Bir ekonomist olan Earl Thompson, bu tür bir üretim gecikmesi ve yetiştiricilerin daha sonraki bir tarihte lalelerini satmak için yasal sözleşmelere girmeleri (vadeli işlem sözleşmelerine benzer şekilde) nedeniyle, Hollanda hükümeti tarafından titizlikle uygulandığını belirledi. tedarikçilerin tüm talebi karşılayamayacağı gerçeği için fiyatlar yükseldi. Nitekim, yeni lale soğanı satışları dönem boyunca normal seviyelerde kaldı. Böylece Thompson, “mani” nin sözleşmeden doğan yükümlülüklere gömülü taleplere rasyonel bir yanıt olduğu sonucuna vardı. Kontratlarda mevcut olan belirli getiriler hakkındaki verileri kullanan Thompson, “lale soğanı kontrat fiyatlarının rasyonel bir ekonomik modelin dikte edeceği şeye çok benzediğini… Lale maniası öncesi, sırası ve sonrasındaki lale kontrat fiyatları dikkate değer bir etki sağlıyor gibi görünüyor. “piyasa verimliliği” örneği. Nitekim, 1638’de lale üretimi önceki talebe uyacak şekilde artmıştı – o zamana kadar zaten zayıflamış, piyasada aşırı arz yaratarak fiyatları daha da düşürmüştü.

Tarihçi Anne Goldgar da Lale çılgınlığı üzerine yazdı ve Thompson’ın “kabarcıklılığı” konusunda şüphe uyandırarak hemfikir. Goldgar, lale çılgınlığının ekonomik veya spekülatif bir balon oluşturmamış olsa da, yine de Hollandalılar için başka nedenlerden dolayı travmatik olduğunu savunuyor. “Mali kriz çok az kişiyi etkilemiş olsa da, lalemaninin şoku kayda değerdi.” Aslında, “Lale Balonu” nun bir mani olmadığını iddia etmeye devam ediyor (birkaç kişi çok nadir bulunan birkaç ampul için çok yüksek fiyatlar ödedi ve birkaç kişi de çok para kaybetti).
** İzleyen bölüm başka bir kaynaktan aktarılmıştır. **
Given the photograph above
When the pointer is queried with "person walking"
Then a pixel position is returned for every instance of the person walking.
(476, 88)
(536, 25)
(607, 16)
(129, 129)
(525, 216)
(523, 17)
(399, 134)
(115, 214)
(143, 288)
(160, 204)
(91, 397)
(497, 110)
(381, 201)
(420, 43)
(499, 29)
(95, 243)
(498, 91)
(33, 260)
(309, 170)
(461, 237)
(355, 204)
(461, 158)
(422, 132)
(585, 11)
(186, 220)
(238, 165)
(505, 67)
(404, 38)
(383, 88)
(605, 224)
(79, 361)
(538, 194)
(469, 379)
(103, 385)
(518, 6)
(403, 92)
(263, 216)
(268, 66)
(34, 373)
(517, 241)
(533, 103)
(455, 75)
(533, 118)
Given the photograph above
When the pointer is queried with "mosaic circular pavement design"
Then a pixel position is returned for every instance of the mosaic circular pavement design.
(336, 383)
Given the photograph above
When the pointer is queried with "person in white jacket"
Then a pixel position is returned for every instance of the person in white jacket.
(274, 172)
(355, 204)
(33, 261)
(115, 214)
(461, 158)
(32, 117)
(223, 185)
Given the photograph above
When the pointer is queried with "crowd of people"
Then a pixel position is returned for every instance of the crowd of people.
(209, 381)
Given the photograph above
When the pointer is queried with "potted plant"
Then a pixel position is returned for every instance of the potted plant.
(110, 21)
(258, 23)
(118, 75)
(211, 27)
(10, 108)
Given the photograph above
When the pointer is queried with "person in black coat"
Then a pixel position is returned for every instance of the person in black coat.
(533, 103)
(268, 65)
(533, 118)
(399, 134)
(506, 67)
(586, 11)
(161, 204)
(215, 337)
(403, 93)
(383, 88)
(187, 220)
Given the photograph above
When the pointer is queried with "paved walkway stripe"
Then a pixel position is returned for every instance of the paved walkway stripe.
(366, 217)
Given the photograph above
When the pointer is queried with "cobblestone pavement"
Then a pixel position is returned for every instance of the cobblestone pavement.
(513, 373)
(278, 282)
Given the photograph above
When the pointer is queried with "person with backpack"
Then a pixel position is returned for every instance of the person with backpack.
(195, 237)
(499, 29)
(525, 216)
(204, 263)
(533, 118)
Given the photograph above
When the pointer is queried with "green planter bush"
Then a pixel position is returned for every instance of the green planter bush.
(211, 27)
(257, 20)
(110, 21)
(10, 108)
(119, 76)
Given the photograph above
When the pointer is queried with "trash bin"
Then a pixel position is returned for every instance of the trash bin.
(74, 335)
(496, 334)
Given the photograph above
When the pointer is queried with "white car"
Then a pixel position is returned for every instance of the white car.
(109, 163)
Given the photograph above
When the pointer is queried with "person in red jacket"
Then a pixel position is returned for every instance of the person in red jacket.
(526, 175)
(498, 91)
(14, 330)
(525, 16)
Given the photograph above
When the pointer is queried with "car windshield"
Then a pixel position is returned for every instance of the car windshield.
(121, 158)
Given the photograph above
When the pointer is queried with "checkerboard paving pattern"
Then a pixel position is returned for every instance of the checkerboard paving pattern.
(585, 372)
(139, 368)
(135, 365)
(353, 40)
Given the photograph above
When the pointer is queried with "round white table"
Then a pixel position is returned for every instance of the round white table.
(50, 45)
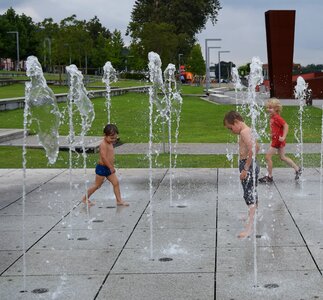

Bunun yerine hikaye, açgözlülüğün kötü olduğu ve fiyatları kovalamanın tehlikeli olabileceği ahlaki bir ders olarak kamusal söylemle birleştirildi. Ahlak ve piyasalarla ilgili bir masal haline geldi ve yükselenin aşağı inmesi gerektiğini hatırlatmak için çağrıldı. Üstelik Kilise, açgözlülük ve açgözlülüğün günahlarına karşı bir uyarı olarak bu masalı tuttu – sadece kültürel bir benzetme değil, aynı zamanda dini bir özür de oldu.